Introduction

Businesses spend huge amount in firefighting activities and it is crucial to resolve these issues as fast as possible because it directly impacts productivity. ITIL is a framework that includes a set of best practices for service support and delivery. Problem Management is one such ITIL process to prevent incidents from occurring. Businesses often confuse this with Incident management process due to their similarities and many organizations do not have Problem Management process. Incident management deals with resolving issues as soon as possible and restoring services back to normalcy whereas the primary goal of Problem Management is to provide permanent resolution and prevent these incidents from occurring with the help of Change Management process.

It is fundamental to understand the differences between these two before implementing any of these processes. Problem Management helps businesses in cost reduction by identifying and preventing critical incidents. This means that there is no service interruption and therefore no productivity loss. While striving for service excellence, it is inevitable that businesses must deliver seamless support and offer extraordinary service to their users. Problem Management is a part of ITIL service operations lifecycle.Problem Management is closely aligned with other ITIL modules such as Change Management, Release Management in order to plan and deploy a permanent fix to the recurring incident. Most organizations do not understand the importance of Problem Management when they implement ITIL. But it is significant to understand the business value and benefits of this process. 

In this Problem Management guide, let us look at a detailed study of objective, scope, process flow, techniques, benefits, feature checklist and KPIs associated with Problem Management process along with suitable examples.

What is ITIL Problem management

Problem Management is an IT Service Management (ITSM) process to prevent problems and incidents from occurring and resolve known problems with a permanent solution. Recurring incidents give rise to a Problem. The objective of Problem Management is to diagnose the root cause of repeated incidents. Root Cause Analysis (RCA) is an important step during Problem Management process. Incident Management aims at restoring the services as fast as possible and if the same incident occurs frequently that have higher impact, then it is moved to Problem Management team to analyse the root cause and find a solution. Problem Management either provides a workaround for the problem or provides a permanent solution.

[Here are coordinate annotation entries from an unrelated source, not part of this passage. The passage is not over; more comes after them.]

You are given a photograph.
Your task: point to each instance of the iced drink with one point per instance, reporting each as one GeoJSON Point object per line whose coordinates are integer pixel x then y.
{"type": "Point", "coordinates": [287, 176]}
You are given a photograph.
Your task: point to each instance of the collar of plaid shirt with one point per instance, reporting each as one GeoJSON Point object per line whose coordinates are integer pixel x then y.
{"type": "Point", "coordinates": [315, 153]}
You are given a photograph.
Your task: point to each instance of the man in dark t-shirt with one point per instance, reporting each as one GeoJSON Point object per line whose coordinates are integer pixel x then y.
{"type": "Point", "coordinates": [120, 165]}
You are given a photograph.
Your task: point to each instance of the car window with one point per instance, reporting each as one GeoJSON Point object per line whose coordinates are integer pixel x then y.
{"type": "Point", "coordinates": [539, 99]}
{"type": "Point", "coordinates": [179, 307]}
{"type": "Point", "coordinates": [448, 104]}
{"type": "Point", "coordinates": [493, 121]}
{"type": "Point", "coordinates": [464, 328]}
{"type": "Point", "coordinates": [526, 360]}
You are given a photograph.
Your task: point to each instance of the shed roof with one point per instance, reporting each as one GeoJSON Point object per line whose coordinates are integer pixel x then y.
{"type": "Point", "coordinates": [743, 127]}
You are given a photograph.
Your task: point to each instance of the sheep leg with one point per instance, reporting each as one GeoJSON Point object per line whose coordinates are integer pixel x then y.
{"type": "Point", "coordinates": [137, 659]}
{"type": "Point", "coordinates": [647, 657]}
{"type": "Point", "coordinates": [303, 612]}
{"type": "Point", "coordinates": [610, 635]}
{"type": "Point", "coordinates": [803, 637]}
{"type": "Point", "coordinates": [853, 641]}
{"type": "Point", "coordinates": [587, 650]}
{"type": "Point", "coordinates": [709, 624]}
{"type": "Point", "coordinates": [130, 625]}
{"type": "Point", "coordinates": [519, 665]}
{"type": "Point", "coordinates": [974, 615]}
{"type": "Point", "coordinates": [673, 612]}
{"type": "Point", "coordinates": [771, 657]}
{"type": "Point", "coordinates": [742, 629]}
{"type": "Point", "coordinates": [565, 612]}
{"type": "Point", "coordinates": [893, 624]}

Problem Management uses a common database to track problems. It starts with problem diagnosis and try to provide a workaround or a permanent solution. A known error database (KEDB) is maintained for open problems. KEDB is used to track known issues and it involves changes to Configuration Items (CIs). Problem Management and Configuration Management talk to each other in sharing CI related details. Whenever there is a problem reported, it is vital to check CI involved and update the CI if needed in order to resolve the issue permanently. Information consistency across these modules is important to faster resolution of Incidents, problems and also to enable timely deployment. To remain competitive, businesses must have speed to market and agility.

Objectives

Uninterrupted service is a dream come true for any service desk. In reality, issues do arise and it is the responsibility of service desk to mitigate the impact and respond as fast as possible. However, end users expectations have increased and they demand easily accessible service desk touchpoints. The primary objective of Problem Management is to identify and troubleshoot repeating incidents by finding the root cause. Its aim is to proactively eliminate problems from occurring and also find out a workaround or a permanent solution. Problem Management reduces the number of incidents by being proactive. It also reduces the long term cost associated with firefighting activities and service downtime. End user satisfaction improves eventually and realize real business and customer value.

Definitions
Problem Management in ITIL Service lifecycle

Problem Management belongs to the ITIL service operation. It interacts with number of other processes in ITIL service lifecycle. Within ITIL service operation, it closely interacts Incident Management to address repeated incidents and prevent major incidents from occurring. When it comes to service design, problem history is crucial to design Availability Management. Knowledge Management that belongs to service transition is helpful to record known errors and their workarounds as knowledge base articles. While performing RCA, Problem Management interfaces with Knowledge Management process to look out for potential solution that is already available. Finally, Proactive Problem Management does Continual Service Improvement to improve the service quality.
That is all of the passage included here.